Si tel est le cas, ce communiqué devrait avoir un impact relativement limité sur les marchés financiers, qui pourrait se concrétiser par les mouvements suivants :

  • Un reflux supplémentaire des taux longs de potentiellement 10 à 15 points de base s’agissant des T-Bonds à 10 ans, aux environs de 1,80%/1,85%
  • Un repli additionnel du dollar, la marge de fluctuation pouvant sur ce dernier point être significative avec l’évacuation du scénario de Grexit de ce côté-ci de l’Atlantique et selon la qualité des données économiques américaines : l’euro dollar pourrait dans ces conditions se rapprocher des 1,12USD à brève échéance,
  • L’impact sur les marchés d’action est plus aléatoire, dépendant sans doute largement du degré de prudence de la Fed sur les développements conjoncturels en cours et des indicateurs à venir. Nous penchons néanmoins en faveur d’une réaction négative d’une ampleur limitée par la mise à l’écart du risque de hausse des taux et le reflux du dollar.
  • Enfin, les cours du pétrole et de l’or devraient réagir positivement à la nouvelle dans le contexte présent de raffermissement de ces deux marchés respectifs.

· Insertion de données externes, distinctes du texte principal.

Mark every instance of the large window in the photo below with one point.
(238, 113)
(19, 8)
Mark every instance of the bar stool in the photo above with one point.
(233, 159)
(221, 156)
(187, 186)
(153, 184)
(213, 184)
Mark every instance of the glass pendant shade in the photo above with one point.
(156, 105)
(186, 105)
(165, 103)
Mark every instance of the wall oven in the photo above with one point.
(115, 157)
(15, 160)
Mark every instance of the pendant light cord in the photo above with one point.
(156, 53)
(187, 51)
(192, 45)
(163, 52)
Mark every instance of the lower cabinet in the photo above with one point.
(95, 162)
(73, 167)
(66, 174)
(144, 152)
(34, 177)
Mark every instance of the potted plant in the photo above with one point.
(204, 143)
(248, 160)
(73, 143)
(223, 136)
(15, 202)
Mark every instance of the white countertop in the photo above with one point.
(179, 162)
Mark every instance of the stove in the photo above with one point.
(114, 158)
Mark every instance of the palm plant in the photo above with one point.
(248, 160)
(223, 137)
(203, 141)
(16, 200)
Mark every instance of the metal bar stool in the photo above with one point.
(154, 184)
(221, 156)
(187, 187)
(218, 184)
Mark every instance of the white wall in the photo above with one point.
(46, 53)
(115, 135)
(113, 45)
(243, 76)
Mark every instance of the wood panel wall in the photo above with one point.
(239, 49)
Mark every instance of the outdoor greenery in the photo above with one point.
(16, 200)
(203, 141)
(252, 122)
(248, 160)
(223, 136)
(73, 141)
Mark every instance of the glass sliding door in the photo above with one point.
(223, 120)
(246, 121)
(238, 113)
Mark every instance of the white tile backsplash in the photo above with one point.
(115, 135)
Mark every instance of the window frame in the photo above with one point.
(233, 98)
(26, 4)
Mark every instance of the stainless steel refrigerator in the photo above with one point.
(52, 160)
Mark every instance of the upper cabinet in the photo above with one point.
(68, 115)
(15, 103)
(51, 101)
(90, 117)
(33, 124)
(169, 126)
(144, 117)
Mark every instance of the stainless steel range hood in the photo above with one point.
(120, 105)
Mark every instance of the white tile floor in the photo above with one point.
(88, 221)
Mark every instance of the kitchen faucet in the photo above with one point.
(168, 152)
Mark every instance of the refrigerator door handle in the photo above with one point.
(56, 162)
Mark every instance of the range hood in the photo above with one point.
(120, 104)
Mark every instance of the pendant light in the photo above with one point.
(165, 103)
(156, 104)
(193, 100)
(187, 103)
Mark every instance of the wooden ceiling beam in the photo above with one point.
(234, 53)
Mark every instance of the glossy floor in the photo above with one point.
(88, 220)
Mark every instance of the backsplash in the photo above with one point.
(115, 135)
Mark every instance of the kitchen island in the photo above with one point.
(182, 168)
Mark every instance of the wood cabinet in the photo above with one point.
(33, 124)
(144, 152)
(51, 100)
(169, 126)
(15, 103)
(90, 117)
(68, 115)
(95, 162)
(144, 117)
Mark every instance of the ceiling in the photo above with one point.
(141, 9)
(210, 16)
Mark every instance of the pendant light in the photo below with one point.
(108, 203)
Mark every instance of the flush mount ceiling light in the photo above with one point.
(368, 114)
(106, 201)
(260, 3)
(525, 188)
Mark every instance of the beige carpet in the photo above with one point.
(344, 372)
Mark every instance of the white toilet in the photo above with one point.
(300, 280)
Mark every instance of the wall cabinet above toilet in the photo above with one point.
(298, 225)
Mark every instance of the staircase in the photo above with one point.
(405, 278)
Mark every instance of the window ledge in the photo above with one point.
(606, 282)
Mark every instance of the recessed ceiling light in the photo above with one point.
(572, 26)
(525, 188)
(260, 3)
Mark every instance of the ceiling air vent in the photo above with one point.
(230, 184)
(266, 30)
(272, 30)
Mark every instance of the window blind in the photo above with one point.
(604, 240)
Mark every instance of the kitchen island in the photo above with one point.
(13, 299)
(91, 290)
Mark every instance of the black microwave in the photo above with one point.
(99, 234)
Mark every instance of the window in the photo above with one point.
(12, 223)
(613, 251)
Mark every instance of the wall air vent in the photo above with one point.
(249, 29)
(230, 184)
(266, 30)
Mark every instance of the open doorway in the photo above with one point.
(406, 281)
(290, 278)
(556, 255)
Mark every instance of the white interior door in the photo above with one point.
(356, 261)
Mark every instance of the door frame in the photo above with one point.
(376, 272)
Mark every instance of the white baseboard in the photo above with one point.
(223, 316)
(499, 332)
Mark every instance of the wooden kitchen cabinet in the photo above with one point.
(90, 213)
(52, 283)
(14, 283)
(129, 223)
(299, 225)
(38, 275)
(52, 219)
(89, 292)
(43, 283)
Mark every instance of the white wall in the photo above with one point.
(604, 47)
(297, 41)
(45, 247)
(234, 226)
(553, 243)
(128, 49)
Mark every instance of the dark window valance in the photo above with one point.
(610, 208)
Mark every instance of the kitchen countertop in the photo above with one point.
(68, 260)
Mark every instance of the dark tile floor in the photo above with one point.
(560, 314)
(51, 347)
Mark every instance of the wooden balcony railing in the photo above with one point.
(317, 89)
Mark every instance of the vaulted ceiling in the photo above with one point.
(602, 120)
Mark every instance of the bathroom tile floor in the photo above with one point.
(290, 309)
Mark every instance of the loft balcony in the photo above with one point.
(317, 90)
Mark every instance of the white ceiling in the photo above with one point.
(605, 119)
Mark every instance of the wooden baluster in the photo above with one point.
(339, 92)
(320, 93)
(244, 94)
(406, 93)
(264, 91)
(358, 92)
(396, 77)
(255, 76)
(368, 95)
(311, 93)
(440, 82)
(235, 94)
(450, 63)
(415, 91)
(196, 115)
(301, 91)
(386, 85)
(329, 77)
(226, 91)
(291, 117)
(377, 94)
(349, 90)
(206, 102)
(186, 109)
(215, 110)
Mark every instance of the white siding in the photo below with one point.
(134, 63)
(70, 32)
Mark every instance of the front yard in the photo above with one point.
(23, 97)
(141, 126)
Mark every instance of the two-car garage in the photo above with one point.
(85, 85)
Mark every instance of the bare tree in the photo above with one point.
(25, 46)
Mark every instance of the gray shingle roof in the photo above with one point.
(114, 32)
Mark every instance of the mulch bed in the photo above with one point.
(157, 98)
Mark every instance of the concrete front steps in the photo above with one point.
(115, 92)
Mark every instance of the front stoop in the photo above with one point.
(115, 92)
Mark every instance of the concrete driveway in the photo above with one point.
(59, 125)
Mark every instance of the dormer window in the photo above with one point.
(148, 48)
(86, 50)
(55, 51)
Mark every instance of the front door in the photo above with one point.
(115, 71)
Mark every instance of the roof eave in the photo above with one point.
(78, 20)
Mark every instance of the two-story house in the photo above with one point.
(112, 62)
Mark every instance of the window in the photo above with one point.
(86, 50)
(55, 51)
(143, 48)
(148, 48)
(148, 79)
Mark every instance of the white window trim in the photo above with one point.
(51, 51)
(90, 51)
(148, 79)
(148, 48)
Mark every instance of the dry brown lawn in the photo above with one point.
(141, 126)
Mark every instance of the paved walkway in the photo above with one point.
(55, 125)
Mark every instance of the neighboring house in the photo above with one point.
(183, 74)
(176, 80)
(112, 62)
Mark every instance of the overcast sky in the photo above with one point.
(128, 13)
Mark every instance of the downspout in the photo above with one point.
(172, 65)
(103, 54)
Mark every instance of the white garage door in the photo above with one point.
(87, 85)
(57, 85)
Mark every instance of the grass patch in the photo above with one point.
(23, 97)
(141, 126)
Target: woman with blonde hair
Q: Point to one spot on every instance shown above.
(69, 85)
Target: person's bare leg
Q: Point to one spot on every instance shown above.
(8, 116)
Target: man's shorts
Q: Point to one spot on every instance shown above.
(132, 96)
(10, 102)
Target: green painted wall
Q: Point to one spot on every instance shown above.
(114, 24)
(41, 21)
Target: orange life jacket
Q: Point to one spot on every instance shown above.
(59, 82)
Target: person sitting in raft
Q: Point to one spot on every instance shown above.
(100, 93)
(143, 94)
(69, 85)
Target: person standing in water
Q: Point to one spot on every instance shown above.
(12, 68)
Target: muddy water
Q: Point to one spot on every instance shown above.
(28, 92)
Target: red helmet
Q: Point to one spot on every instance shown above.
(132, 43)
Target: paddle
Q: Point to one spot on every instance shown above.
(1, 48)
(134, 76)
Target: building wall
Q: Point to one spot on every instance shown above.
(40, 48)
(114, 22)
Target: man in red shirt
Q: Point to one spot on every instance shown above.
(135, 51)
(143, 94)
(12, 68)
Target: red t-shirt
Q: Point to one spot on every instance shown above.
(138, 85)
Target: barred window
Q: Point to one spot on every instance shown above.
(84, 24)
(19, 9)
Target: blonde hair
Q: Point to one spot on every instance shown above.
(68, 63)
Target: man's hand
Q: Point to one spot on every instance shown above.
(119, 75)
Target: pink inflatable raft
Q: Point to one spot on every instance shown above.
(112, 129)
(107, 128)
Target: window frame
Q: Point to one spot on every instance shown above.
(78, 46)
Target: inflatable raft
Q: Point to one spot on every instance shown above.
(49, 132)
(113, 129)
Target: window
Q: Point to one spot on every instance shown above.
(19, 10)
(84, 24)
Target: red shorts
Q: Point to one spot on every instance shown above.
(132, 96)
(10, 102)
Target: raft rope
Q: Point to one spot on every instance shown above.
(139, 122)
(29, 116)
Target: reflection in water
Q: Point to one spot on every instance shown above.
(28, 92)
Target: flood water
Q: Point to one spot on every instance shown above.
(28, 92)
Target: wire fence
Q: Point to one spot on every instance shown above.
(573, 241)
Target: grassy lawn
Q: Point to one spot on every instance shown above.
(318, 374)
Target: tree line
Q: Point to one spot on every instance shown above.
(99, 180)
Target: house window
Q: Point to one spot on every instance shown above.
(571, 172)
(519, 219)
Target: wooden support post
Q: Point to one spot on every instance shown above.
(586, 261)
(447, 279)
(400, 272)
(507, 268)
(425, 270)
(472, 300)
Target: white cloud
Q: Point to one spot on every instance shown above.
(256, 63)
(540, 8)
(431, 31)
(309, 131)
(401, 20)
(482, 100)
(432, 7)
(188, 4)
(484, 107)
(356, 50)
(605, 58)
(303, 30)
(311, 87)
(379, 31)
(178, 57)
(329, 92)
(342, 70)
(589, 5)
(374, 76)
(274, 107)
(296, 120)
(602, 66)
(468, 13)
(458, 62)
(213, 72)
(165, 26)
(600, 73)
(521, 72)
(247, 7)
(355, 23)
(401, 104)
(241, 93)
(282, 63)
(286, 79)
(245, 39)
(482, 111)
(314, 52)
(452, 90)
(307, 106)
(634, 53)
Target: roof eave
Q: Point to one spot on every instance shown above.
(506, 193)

L’enquête IFO n’invalide pas les warnings du ZEW

L’indicateur IFO du climat des affaires allemand a continué de progresser en avril grâce notamment à la nette hausse du sentiment sur les conditions courantes. Traditionnellement en retard, cette dernière composante n’est toutefois pas la plus pertinente à ce stade de la reprise. Nous lui préférons la composante sur les anticipations des chefs d’entreprises qui bénéficie d’un temps d’avance sur le déroulement conjoncturel. Or, conformément aux signaux envoyés par le ZEW depuis le mois dernier, celle-ci s’est retournée en avril, sous l’effet notamment du repli marqué des perspectives manufacturières.
Ainsi, malgré le bon accueil des marchés aux résultats de cette enquête nous restons circonspects dans le contexte présent d’absence d’amélioration des débouchés internationaux.